Battered, bruised, a goal behind and down to 10 men – like their opponents – after a full-scale brawl, Havant and Waterlooville’s Cup run was coming to an ignominious end at the Liberty Stadium when Baptiste, who is doing the Knowledge in preparation for his next career as a taxi driver, navigated his way past the Swansea defence to drive home the equaliser four minutes from time.
The striker was brought up near Wembley Stadium and his most precious FA Cup memory was his goal for Farnborough Town in a 5-1 defeat by Arsenal at Highbury five years ago. Now his grandchildren will have to listen to another unforgettable tale.
“People do take this competition for granted,” said Charlie Oatway, Havant’s player/coach. “But we don’t. We had two or three people coming into our dressing-room afterwards, including our chairman, with tears in their eyes. That’s what it means to a club like this.”
Though ravaged by injuries and aware that Swansea, the League One leaders, are unlikely to be so profligate in front of goal again, the club with the long name and the short history will fancy their chances of furthering their journey in the replay at West Leigh Park on Tuesday week.
Baptiste’s first call after the match was to instruct his wife to record his goal on Match of the Day. He might not want to replay his close-range miss from a header in the first half nor record for posterity how often the width of the crossbar kept his side in the tie. Jason Scotland, Leon Britton and Darren Pratley all crashed shots of varying velocity against the woodwork and if Kevin Scriven, the talented young Havant keeper, deserved his share of good fortune for a series of fine saves, he will still wonder how the scores were still level after 73 minutes.
The visitors’ defence, superbly marshalled by Jay Smith and Phil Warner, had smothered the threat of Scotland but had been stretched to breaking point down the wings by Tom Butler and Andy Robinson.
As Havant began to tire, Robinson finally struck with a classical right-foot free kick from 25 yards in the 74th minute that seemed to signal the end of Havant’s increasingly desperate resistance. Far from it.
Three minutes later, Havant’s Brett Poate was given a straight red card for a late challenge on Andrea Orlandi and tempers, which had been simmering for a few minutes, boiled over into a full-scale bout of pushing and shoving. Having worked so hard and waited so long to edge ahead, Swansea should not have been drawn into a fracas.
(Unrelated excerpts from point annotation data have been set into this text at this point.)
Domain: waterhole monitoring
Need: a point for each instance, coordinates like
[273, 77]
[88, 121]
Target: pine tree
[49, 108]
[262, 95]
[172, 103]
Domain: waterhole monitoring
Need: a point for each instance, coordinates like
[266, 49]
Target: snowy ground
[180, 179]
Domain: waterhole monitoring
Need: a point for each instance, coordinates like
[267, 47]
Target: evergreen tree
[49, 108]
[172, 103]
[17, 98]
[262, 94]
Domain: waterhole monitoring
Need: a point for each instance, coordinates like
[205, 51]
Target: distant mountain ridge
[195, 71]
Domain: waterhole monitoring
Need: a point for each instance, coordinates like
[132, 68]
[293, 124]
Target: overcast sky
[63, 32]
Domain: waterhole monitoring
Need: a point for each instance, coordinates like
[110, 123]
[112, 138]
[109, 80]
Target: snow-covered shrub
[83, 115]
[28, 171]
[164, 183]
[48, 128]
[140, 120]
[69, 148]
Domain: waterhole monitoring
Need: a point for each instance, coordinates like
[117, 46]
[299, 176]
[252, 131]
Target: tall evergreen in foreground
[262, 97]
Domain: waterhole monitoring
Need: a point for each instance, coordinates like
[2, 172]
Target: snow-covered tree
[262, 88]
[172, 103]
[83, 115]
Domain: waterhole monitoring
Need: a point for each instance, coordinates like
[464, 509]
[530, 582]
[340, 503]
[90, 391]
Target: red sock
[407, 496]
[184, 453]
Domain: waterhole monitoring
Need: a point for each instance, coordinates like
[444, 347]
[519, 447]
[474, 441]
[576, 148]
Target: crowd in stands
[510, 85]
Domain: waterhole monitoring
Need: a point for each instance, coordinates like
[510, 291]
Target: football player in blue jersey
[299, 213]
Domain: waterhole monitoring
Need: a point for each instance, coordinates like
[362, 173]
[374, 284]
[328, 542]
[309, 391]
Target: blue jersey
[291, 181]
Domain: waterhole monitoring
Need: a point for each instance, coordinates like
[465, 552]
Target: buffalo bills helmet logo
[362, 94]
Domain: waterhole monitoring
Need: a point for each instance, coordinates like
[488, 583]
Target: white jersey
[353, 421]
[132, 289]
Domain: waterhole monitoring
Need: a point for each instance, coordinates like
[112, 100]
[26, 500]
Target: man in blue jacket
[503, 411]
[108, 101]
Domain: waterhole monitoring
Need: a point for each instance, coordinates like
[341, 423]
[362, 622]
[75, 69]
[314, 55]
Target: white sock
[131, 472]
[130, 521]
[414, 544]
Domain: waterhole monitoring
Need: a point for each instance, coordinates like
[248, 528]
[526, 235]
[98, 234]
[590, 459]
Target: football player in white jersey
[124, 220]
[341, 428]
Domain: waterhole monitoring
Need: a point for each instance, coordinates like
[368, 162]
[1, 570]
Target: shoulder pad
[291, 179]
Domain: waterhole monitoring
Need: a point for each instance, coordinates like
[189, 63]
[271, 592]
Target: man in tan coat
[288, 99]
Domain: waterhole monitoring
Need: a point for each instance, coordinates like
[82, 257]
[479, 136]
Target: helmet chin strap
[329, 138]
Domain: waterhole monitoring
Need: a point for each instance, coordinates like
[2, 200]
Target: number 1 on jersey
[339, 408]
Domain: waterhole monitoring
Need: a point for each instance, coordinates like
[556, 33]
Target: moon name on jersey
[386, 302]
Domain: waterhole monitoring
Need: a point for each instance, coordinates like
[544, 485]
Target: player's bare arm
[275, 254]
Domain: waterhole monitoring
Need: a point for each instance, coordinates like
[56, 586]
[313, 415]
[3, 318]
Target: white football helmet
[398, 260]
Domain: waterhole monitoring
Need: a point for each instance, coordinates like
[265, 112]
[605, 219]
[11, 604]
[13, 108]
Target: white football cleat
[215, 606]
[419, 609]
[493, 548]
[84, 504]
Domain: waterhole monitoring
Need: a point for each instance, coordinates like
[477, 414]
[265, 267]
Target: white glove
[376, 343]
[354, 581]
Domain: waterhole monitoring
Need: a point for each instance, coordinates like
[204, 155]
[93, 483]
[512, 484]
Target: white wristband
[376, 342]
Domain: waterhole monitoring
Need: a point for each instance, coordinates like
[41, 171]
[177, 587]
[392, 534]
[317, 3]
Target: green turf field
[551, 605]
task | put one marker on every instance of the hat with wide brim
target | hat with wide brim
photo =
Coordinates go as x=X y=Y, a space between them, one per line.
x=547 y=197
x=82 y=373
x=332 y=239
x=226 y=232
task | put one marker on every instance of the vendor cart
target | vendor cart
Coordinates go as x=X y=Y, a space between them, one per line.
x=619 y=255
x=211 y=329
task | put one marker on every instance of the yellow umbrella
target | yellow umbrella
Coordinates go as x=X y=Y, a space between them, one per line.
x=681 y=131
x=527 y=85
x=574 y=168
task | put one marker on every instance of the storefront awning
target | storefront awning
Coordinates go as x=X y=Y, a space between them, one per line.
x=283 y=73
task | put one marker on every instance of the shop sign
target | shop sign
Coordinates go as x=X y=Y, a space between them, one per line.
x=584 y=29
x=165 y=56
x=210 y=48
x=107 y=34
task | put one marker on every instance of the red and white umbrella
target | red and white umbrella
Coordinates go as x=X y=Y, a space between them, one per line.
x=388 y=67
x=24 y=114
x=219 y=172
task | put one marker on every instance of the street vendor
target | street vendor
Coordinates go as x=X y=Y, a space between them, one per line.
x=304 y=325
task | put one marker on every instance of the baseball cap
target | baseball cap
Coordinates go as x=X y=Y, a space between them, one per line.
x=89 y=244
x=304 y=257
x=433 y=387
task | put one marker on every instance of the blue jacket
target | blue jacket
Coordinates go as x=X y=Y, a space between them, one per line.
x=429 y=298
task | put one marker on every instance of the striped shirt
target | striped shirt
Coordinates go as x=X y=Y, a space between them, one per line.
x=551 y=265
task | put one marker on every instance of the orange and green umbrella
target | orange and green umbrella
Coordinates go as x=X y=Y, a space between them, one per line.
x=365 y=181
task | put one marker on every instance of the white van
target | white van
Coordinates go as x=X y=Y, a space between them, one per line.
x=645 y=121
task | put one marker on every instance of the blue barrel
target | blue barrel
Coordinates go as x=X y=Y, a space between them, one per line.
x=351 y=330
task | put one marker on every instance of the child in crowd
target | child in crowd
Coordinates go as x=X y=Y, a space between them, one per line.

Alan Tate, the Swansea captain, was also shown a red card for his part in the melee and a match that Swansea had under control spun crazily out of their grasp.
“The sendings-off disorganised them a bit,” said Oatway. “But we were in the last chance saloon.” Without Tate, Swansea lost concentration for a second and Baptiste was given space to chest the ball down and steady himself for a shot which angled into the far corner right in front of 368 delirious Havant supporters.
Swansea manager Roberto Martinez was less than happy with the referee for not cracking down on the nonleague side’s physical approach. “Andrea was lucky to get up and walk away after that challenge,” said the Spaniard. But his side should have settled the tie well before Baptiste produced his own version of the Rocky Horror Show.